De acordo com o MS, caso suspeito se refere ao de um indivíduo de qualquer idade que, a partir da data de 15 de março de 2022, tenha apresentado febre súbita, adenomegalia e progressiva erupção cutânea papulovesicular” 14. Já caso provável se refere ao de um indivíduo que atende à definição de caso suspeito, além de ter vínculo epidemiológico com caso suspeito ou confirmado, ou ainda histórico de viagem para país endêmico ou com casos confirmados de Monkeypox nos 21 dias anteriores ao início dos sintomas, sem confirmação laboratorial 14. Caso confirmado refere-se ao do indivíduo que atende à definição de caso suspeito ou provável e que tenha sido confirmado laboratorialmente para o MPV por diagnóstico molecular (qPCR e/ou sequenciamento) 14. Caso descartado é aquele que não foi confirmado laboratorialmente para o MPV, com diagnóstico para outro patógeno como varicela, herpes zóster, sarampo, zika, dengue, chikungunya, herpes simples, infecções bacterianas da pele, infecção gonocócica disseminada, sífilis primária ou secundária, cancroide, linfogranuloma venéreo, granuloma inguinal, molusco contagioso (poxvírus) e reação alérgica 14.

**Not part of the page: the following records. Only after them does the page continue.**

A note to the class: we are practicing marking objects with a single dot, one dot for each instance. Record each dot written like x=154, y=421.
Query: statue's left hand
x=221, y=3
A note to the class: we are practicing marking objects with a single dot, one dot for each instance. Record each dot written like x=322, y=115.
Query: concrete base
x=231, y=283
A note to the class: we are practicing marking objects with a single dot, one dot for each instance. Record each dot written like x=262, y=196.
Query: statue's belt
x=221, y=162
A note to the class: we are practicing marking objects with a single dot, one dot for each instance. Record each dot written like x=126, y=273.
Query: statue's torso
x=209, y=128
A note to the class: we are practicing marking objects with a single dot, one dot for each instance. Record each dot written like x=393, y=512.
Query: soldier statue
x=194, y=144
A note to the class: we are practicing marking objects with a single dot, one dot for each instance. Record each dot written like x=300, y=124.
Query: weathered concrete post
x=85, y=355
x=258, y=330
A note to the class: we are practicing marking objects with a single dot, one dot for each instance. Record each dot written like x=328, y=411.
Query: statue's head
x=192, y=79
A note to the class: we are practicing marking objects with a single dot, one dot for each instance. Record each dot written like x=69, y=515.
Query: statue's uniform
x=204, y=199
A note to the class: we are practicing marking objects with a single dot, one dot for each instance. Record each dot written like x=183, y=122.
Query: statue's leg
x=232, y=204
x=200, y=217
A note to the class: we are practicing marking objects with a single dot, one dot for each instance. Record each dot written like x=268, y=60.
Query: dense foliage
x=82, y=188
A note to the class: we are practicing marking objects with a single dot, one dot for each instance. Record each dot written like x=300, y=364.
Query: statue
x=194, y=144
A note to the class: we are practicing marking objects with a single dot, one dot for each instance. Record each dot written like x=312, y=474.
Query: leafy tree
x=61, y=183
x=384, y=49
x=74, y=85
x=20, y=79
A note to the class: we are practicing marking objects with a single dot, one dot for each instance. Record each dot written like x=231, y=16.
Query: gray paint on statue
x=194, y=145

Como mencionado anteriormente, o surto de MPV nos países com notificação tem ocorrido pela transmissão comunitária de pessoa a pessoa, e que apesar do nome, os primatas não humanos não são considerados reservatórios do vírus, mas suscetíveis ao vírus, assim como esquilos, ratos, gambianos e arganazes 15. Conforme destacou recentemente o Conselho Federal de Medicina Veterinária (CFMV), o médico-veterinário, como profissional de Saúde Pública, além do papel da educação e esclarecimento, deve considerar algumas medidas ao atender animais suscetíveis e suspeitos para o MPV: descartar adequadamente o lixo infectante; higienizar as superfícies com detergente e desinfetante; lavar as roupas possivelmente contaminadas com água quente e detergente sem chacoalhar para não dispersar partículas virais; manter a comunicação com os serviços de vida selvagem, os serviços veterinários e os serviços de saúde pública; coletar amostras de swab das lesões, de secreções orais e nasais, e sangue para teste em laboratório de referência oficial; notificar caso suspeito à Secretaria de Vigilância em Saúde do Ministério da Saúde (SVS/MS) e a Organização Mundial da Saúde Animal (OIE) 15.
Considerações finais
Apesar do surto em 49 países, neste momento a preocupação de uma nova pandemia como a da Covid-19 não se sustenta, uma vez que o padrão de transmissão e infecção do vírus da varíola de macacos é muito diferente do do SARS-CoV-2 (via aerógena), com transmissão por contato direto de pessoa a pessoa ou materiais contaminados. O surto de MPV tem ocorrido pela transmissão de pessoa a pessoa, e primatas-não-humanos não são considerados reservatórios da doença, mas sim suscetíveis ao vírus. Nesse contexto, os médicos-veterinários têm como responsabilidade esclarecer que, apesar da denominação, o monkeypox vírus é transmitido principalmente pelo contato de pessoa a pessoa em áreas não endêmicas, e que nenhuma violência ou preconceito se justifica em relação aos primatas não-humanos ou outros animais silvestres suscetíveis.